Le parti hanno, inoltre, chiesto di sostituire l'udienza con il deposito di note scritte, hanno dichiarato di non volersi riconciliare ed hanno provveduto al deposito parziale della documentazione di cui all'art 473 bis. 51 comma 3 c.p.c., rinunciando alle ulteriori produzioni. Con successive note scritte depositate in sostituzione dell'udienza hanno confermato le condizioni concordate. È stata data comunicazione degli atti del procedimento ex artt. 70 e 71 c.p.c. al pubblico ministero, che ha espresso parere favorevole.
DIRITTO La domanda diretta ad ottenere la separazione personale merita di essere accolta in quanto, come dichiarato dai coniugi, la prosecuzione della convivenza è divenuta ormai da tempo intollerabile ex art. 151 primo comma c.c.. Il Tribunale, valutata la rispondenza delle condizioni all'interesse della prole e ravvisato che le clausole relative alla figlia non sono in contrasto con gli interessi della stessa, stima sussistenti i presupposti di legge per l'accoglimento delle concordi istanze. Non si deve procedere all'ascolto della prole (art. 473 bis, 4 c.p.c.) tenuto conto dei contenuti dell'accordo. La domanda congiunta dei coniugi può pertanto esser recepita in quanto regolamenta compiutamente le condizioni inerenti alla prole e ai rapporti economici. Con riferimento alle ulteriori statuizioni economiche, non appare contraria a norme imperative o di ordine pubblico.
P.Q.M.
Il Tribunale, definitivamente pronunciando, così provvede:
1) Dichiara la separazione personale dei coniugi e che Parte_1 Parte_2 hanno contratto matrimonio in Latisana (UD) in data 10/2/1996.

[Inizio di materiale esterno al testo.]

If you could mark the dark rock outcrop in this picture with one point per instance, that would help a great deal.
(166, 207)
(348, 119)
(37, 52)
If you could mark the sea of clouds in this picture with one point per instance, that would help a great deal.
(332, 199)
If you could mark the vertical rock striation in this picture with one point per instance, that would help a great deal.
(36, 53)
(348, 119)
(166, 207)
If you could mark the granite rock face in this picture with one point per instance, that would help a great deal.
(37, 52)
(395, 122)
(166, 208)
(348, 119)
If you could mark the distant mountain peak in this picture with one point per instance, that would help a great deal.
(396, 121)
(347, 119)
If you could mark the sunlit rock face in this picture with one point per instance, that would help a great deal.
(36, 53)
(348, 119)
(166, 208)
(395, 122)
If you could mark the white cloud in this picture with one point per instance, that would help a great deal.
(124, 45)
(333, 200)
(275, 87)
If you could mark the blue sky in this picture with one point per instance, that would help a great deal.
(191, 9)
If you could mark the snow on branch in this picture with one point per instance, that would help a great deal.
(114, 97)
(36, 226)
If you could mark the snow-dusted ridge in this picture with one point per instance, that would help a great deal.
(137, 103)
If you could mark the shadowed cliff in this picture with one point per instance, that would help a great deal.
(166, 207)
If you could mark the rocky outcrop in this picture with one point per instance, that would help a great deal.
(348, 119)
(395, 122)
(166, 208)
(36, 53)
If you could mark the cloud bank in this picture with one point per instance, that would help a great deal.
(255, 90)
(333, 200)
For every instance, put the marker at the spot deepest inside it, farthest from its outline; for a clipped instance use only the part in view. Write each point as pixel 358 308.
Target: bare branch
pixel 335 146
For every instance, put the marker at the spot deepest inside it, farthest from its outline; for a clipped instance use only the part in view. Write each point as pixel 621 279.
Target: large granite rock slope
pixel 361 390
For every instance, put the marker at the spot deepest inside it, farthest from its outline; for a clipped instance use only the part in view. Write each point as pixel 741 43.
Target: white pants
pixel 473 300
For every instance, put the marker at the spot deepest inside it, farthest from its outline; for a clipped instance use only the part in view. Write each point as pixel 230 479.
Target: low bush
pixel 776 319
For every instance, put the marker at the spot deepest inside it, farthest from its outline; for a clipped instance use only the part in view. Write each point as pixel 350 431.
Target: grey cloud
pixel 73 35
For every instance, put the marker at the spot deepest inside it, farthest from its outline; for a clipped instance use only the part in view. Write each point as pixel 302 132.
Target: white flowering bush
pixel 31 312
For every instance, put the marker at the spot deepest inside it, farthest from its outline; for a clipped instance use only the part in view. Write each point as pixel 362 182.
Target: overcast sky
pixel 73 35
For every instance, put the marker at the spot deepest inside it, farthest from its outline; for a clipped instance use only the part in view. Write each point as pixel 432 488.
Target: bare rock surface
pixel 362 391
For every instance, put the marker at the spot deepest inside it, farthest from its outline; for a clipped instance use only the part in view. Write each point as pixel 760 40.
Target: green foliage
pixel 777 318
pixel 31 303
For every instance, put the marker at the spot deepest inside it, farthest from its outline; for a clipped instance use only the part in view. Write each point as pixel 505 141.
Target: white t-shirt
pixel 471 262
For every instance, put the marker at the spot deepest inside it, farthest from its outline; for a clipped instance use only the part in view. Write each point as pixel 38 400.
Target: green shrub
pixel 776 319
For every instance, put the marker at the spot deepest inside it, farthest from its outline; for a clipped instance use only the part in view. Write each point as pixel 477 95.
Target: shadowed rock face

2) Omologa le condizioni di separazione inerenti alla prole ed ai rapporti economici e provvede in conformità alle condizioni da intendersi qui trascritte.
3) Prende atto delle ulteriori statuizioni patrimoniali concordate tra le parti.
4) Nulla sulle spese.
5) Manda alla Cancelleria perché trasmetta copia autentica del dispositivo della sentenza, passata in giudicato, all'Ufficiale di Stato Civile del Comune di Latisana (UD) perché provveda alle annotazioni e agli ulteriori incombenti di legge (registri atti di matrimonio, anno 1996, atto n. 3, parte 2, serie A).